Much can always be found to admire in anything Miss Shelley does. For now let us just close with a passing note on her deportment, the absolute self control she exercises in her throaty, perfectly modulated voice and carriage. Would that actresses today would study her technique !!!!!!!!!!!

Watch her in her first confrontation scene with Peter Cushing in his parlor, where she accuses him of stonewalling during the inquest, just prior to the entrance of Paul's father--Professor Heinz. Merely observing her majestically exit the room after being introduced to the Professor is worth the whole price of admission!



5 out of 5 starsMasterful Work From Hammer
"The Gorgon," to my mind, is one of the greatest Hammer films ever -- in fact, I'd say it's a great film of any kind, and through it, I can appreciate what makes Hammer horror films so enduringly popular.

First of all, Terence Fisher, my favorite Hammer director, is on hand as are three of Hammer's most iconic stars, Christopher Lee, Peter Cushing, and the beautiful Barbara Shelley. The story of the Gorgon inflicting terror on a turn-of-the-century Village is artistically done with the gorgon remaining engimatic until nearly the end. Sets have a Raphaelan beauty and composition. The story opens with an artist's model, distraught that her boyfriend is going to confront her father with her pregnancy, running through the leave-strewn forest where she confronts Mageara, the Gorgon (not seen), and turns to stone. Meanwhile Dr. Namarof (Cushing), doctor at a local asylum, nefariously works to conceal the real causes of these murders.

Hammer was at its best before it sacrificed some of its values and upped the ante in gore and sex to compete with where the horror market was going in the 70's. "The Gorgon" is a class act all the way. Many of the scenes almost work like silent movies where the action is communicated visually and the scores are wonderful -- they're real film scores, not pop songs.

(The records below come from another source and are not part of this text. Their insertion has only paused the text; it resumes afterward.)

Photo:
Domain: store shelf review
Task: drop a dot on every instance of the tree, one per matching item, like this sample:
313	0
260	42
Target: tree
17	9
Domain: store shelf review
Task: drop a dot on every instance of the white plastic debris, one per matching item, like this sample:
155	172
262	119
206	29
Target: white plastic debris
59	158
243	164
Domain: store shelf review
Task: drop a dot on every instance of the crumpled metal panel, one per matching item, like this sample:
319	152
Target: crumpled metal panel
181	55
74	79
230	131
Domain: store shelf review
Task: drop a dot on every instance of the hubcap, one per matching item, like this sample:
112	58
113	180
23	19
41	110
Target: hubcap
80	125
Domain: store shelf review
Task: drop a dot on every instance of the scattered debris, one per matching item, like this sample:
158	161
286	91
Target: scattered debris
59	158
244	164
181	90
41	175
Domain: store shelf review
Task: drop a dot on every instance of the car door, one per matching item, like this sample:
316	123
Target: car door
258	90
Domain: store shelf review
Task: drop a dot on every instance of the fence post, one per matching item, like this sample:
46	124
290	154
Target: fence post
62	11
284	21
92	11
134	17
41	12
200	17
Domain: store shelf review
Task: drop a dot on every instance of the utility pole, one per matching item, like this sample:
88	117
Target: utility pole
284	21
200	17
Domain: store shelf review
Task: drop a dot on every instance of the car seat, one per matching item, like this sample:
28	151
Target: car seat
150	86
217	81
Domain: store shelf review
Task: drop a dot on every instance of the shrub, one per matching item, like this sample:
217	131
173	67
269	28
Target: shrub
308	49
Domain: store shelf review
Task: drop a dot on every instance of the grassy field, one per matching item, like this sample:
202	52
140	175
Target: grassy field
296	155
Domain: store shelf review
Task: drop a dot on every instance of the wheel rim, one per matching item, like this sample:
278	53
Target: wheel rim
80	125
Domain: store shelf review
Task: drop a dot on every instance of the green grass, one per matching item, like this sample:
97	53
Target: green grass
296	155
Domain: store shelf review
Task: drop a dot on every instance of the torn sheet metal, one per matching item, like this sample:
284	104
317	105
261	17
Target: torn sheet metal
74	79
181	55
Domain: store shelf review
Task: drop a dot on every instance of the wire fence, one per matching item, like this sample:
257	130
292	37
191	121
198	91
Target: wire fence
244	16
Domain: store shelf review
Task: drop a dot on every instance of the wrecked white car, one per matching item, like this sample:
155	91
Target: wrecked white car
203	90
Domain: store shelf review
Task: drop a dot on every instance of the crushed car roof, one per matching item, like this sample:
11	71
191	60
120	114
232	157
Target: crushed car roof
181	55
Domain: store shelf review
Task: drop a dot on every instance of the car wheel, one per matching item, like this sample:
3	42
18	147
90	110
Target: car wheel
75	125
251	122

The use of classical myth is great with one victim being beguiled into the forest by Magaera's siren-call.

Barbara Shelley was a fascinating actress, because she had a classical background, yet her work in Hammer is what left the lasting impression -- her combination of regality and intellect was a great counterpoint to baseness and bloodlust, and she managed to convey this duality. Here, as Cushing's assistant Carla Hoffman, she plays a dual role of sorts as she did in "Dracula, Prince of Darkness." The gorgon is played effectively by Prudence Hyman.

I know some complained that the snakes on the gorgon head looked phony but it's all brilliantly done -- the reflections of the gorgon's face in the mill pond or in a mirror, the shrouded effect surrounding the gorgon as the gorgon is shrouded in mystery. When you finally see the "monster" full face, it really is satisfying because of this build up. The fact that the gorgon head becomes blatantly phony later on just adds to the fun about this film; William Castle must've been borrowing from their prop department. But the color and composition is truly beautiful with the subtle air of corruption -- Castle Borski, a windswept ruin; the mill pond with dead leaves floating on it; the concentration of burgundy and rust. Hammer always did more with a patch of forest than today's filmmakers do with a huge set.

"The Gorgon" is truly is a work of the imagination with high production values, classically trained actors, real compositional beauty and elegance. And the Greek tragedy dynamics going on between the principals in their ill-fated romances is great, too. A fine example of Hammer at its peak.